On the other hand, al-Kawthari sees this as their strength. He says, after mentioning what he
considers to be an imbalance in the thought of al-Ash`ari with respect to reason and revelation,
“This did not occur with his (al-Ash`ari’s) contemporary, the Imam of guidance, Abu Mansur
al-Maturidi, the Shaykh of the Sunnah in Transoxiana, due to the absolute preponderance
of the Sunnah in that region over the different innovative sects, a preponderance which
prevented any conflict from surfacing between them. This made it possible for al-Maturidi to
take a completely balanced course, giving both revelation and reason their just due.”
(Muqaddimah al-Kawthari ala al-Tabyin, 19) Actually, we have seen that both the Ash’aris and
Maturidis maintain this balanced course, it is just a minor question of degree.

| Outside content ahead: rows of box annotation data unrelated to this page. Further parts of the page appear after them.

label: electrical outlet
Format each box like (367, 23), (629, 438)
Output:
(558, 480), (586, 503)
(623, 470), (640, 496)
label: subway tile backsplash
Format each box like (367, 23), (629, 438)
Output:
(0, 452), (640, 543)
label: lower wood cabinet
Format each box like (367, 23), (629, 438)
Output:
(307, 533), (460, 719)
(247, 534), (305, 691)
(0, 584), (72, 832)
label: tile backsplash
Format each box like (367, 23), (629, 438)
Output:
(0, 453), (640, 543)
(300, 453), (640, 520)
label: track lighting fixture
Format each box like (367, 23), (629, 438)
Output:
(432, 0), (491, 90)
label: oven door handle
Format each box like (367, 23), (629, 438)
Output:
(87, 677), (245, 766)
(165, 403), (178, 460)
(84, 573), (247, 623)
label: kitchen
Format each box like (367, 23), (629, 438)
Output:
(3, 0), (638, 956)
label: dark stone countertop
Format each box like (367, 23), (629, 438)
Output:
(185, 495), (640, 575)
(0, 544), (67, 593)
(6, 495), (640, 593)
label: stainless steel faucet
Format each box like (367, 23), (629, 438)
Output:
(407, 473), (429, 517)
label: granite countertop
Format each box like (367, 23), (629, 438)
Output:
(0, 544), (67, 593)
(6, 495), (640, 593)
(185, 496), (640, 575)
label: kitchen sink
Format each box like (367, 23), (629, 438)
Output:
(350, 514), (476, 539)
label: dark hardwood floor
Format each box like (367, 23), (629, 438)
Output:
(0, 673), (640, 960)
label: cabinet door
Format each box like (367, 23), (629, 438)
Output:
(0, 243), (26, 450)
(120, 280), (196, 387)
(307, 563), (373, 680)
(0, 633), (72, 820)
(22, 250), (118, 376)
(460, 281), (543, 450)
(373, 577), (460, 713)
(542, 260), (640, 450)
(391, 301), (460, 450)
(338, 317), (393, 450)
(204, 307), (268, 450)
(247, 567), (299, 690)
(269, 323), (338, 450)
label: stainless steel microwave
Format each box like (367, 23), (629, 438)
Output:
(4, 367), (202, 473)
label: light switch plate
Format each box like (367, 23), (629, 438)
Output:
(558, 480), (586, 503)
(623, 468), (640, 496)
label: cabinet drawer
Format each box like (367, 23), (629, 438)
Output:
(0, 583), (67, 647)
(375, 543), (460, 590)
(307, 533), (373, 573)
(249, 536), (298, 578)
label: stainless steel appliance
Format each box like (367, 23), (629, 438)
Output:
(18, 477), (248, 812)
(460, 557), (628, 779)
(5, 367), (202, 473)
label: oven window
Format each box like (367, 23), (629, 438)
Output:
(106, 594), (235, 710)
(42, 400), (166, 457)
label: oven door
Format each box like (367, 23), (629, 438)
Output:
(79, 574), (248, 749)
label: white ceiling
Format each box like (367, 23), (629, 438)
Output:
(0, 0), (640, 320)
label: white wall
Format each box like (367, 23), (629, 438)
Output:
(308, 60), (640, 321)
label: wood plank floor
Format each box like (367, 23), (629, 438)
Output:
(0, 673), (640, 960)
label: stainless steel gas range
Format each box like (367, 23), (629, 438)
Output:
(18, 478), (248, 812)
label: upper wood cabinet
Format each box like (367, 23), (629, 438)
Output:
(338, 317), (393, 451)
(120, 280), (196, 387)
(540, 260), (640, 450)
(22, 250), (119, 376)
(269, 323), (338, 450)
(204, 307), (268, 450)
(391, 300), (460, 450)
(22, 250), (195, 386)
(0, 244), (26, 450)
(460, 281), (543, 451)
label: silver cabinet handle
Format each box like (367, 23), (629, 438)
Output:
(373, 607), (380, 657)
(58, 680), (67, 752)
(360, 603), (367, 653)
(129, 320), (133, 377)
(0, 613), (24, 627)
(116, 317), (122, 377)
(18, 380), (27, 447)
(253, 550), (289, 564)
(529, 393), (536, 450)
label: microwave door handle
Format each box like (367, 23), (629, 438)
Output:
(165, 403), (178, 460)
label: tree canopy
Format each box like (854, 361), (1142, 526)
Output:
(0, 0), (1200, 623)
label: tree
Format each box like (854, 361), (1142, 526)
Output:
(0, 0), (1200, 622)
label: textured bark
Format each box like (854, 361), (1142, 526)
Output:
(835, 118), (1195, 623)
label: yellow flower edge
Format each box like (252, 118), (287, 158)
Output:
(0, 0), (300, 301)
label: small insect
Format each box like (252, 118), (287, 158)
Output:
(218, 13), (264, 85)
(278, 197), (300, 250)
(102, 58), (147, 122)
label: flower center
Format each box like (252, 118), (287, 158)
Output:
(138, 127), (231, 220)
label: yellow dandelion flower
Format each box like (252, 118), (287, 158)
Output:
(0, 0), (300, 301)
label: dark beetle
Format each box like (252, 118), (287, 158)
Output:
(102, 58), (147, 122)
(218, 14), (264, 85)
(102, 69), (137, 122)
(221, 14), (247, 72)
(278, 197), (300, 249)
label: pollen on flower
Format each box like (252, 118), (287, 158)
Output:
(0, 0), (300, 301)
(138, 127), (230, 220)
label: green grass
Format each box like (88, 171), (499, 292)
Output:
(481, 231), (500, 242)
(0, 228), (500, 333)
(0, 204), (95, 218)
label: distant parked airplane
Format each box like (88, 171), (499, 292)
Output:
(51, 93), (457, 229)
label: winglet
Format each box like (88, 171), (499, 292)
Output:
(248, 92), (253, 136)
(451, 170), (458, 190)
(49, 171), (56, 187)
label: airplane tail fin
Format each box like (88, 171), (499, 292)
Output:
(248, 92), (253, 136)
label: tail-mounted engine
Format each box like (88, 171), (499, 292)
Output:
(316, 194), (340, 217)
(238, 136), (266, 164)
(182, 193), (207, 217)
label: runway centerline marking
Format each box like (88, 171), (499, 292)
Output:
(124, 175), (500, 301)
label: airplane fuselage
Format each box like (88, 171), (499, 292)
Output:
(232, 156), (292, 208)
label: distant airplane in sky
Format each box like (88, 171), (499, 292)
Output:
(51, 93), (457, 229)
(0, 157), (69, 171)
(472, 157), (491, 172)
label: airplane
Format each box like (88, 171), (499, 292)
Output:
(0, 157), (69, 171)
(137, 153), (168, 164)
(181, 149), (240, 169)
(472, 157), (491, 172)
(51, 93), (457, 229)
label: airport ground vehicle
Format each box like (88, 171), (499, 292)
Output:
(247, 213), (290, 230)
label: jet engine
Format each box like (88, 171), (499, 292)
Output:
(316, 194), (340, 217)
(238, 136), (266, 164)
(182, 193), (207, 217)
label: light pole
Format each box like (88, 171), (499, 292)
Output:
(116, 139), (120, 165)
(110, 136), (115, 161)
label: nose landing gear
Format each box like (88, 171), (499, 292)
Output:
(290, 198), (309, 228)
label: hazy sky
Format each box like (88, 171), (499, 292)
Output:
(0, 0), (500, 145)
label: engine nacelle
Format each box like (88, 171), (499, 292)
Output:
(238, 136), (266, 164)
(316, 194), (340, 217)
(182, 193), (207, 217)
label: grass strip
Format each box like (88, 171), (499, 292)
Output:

Where we could say that the Ash’ari creed, after a series of independent scholarly works, came
to its culmination with the writings of al-Ghazali (d. 505), the Maturidi literature developed
mainly as a series of commentaries on Abu Hanifa’s al-Fiqh al-Akbar – a precedent set by al-
Maturidi himself – and occasionally on the Tahawiyyah.

The most significant development in the Maturidi literature came with al-Nasafi (d. 508), a
contemporary of al-Ghazali. He wrote many important works in theology including the superb
Tabsirah al-Adillah. He also wrote his famous al-Aqidah al-Nasafiyyah, which would
henceforth be the focus of most Maturidi scholarly efforts.

It might be said that Maturidi thought came to its culmination with al-Taftazani (753), who
wrote his landmark Sharh al-Maqasid, a heavily philosophical work corresponding to al-
Mawaqif of al-Iji in the Ash`ari literature. Al-Taftazani also wrote the authoritative commentary
on al-`Aqidah al-Nasafiyyah upon which numerous commentaries have been written.

Geographically, Maturidi influence first predominated in Central Asia, gaining favor among the
Hanafis of Khorasan as well for reasons previously discussed. The Maturidi creed spread from
Central Asia into India. It also traveled with the Turks to Anatolia (Modern Turkey) and Eastern
Europe. It is estimated that about two-thirds of the adherents of the Hanafi madhhab
are Maturidi. The other third, mainly in the Arab world, are Ash`ari.